Photo by Abigail Barnett
Kevin Gossett
As the San Diego Padres wind down another sub-par season, the fact that the team hasn’t been to the playoffs in over a decade is reason alone for many fans to stay home.
But Kevin Gossett isn’t interested in those fans. A die-hard Padres fan himself who goes to as many games as possible, he says there’s something to be said for a fan who sticks with a team through the ups and the downs.

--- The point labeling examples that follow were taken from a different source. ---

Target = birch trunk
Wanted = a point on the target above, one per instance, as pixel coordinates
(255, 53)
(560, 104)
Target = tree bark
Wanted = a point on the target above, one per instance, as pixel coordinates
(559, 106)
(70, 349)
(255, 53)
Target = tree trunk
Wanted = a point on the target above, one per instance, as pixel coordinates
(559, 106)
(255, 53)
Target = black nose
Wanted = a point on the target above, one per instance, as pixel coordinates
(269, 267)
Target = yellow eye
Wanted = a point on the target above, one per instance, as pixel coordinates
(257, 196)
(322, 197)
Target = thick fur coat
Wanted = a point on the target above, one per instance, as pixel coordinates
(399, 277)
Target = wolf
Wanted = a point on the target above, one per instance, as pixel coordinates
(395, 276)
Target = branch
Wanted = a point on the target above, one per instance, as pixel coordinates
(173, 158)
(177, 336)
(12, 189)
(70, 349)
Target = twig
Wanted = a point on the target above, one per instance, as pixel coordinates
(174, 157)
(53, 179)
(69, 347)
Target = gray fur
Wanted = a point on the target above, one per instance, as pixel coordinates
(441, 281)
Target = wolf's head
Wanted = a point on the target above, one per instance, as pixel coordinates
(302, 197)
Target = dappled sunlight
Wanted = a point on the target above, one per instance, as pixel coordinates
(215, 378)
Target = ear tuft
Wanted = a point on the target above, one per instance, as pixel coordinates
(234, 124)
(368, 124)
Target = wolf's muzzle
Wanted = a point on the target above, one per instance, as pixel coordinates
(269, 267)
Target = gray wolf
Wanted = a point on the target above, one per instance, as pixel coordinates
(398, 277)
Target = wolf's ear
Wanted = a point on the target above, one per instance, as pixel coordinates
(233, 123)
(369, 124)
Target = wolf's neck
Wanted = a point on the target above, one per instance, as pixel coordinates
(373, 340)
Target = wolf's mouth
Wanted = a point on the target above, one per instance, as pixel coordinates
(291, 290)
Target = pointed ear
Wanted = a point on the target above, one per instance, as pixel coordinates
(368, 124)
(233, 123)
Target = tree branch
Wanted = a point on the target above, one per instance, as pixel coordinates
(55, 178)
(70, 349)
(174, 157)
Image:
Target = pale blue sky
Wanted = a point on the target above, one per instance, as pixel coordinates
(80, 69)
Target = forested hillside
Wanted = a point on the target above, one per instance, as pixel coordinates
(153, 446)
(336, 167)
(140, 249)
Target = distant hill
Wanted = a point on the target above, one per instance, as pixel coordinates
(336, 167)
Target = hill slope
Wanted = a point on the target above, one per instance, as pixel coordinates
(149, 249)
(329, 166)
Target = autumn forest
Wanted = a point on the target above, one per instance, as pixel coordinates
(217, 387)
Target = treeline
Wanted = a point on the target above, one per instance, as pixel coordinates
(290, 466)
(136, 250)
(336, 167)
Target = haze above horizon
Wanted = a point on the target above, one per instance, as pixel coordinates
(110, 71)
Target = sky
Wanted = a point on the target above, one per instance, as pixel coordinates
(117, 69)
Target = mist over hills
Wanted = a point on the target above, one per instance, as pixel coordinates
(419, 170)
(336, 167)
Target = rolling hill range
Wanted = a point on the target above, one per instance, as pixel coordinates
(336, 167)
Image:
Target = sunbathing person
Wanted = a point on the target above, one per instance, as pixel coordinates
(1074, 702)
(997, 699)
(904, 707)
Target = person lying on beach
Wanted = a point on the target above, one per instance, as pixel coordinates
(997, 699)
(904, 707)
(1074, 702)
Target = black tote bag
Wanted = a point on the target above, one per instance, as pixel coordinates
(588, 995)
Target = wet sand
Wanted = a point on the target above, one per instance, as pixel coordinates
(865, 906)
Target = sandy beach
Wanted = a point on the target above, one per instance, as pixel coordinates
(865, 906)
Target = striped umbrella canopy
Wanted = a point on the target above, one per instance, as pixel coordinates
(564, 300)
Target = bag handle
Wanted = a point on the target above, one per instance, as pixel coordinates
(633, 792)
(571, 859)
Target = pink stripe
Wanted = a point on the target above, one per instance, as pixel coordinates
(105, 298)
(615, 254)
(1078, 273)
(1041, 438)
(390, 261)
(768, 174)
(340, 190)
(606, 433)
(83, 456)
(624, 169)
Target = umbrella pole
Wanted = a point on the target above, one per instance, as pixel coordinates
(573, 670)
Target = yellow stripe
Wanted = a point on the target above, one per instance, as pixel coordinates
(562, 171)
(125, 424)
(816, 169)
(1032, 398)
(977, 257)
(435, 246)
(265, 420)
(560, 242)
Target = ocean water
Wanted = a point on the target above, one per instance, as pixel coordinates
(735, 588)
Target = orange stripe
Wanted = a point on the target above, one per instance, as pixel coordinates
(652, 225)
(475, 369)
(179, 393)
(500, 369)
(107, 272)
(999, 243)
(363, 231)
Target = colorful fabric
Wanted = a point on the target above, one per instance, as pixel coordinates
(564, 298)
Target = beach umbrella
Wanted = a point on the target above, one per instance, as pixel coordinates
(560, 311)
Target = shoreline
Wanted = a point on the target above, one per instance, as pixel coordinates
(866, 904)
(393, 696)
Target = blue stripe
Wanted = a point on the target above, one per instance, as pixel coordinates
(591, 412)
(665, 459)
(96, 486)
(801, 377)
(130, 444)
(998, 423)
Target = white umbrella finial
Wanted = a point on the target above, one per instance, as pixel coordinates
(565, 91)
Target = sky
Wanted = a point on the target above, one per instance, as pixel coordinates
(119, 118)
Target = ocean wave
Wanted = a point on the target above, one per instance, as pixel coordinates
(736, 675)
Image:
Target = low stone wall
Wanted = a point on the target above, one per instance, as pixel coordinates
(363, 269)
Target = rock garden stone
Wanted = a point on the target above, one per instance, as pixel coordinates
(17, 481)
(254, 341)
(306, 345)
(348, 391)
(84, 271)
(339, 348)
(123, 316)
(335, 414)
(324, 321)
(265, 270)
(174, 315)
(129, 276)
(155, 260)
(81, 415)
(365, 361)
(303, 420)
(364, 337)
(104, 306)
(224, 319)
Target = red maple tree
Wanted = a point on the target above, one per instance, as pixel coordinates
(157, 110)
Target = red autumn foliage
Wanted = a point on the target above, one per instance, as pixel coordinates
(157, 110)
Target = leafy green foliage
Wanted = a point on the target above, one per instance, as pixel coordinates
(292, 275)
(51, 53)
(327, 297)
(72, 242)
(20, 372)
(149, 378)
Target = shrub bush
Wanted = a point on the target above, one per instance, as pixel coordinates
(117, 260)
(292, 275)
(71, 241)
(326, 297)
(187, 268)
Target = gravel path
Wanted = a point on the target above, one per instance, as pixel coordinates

“It’s a bit masochistic,” says Gossett, who has been a Padres fan all his life, but only recently rediscovered his adoration for the game. “Baseball is a fun sport and it’s a good story. It’s got a long history with good stories and good characters. Baseball is the same sort of thing that got me into studying literature.”

Photos by Kevin Gossett
This love of good stories led Gossett to start bringing his camera to games in order to snap photos of “the characters” at the park. He started posting them on Instagram under the handle People of Petco Park. Taken in and around the ballpark, the pictures range from casual to posed, young and old, but what mainly stands out is how Gossett manages to capture the essence of fandom without coming across as cheesy or as if he’s pandering to the Padres. After all, he isn’t doing this in hopes of selling the pictures (he often gives his info to his subjects in order to email them the pictures for free). He’s doing it for, well, the love of the game.
“People will say, ‘man, you should be getting paid for this! You’re doing the Padres a service,’” says Gossett. “But what I don’t like is feeling like I have a job, like I have to take pictures. I go to games as an escape just like everybody else.”

The other thing that stands out since the Instagram page started last year is how it has evolved into a storytelling platform as well. This year, he started asking people about themselves and using their quotes and stories as the captions for the pictures.
“At first, I would just hashtag it, because I didn’t want people to perceive me as making fun of anybody,” says Gossett, who even takes pictures of fans rooting for the visiting team. “Even when showing Dodgers fans or Giants fans, it would be a fun, playful way of representing them. That’s one thing I’m learning more and more: baseball fans are baseball fans.”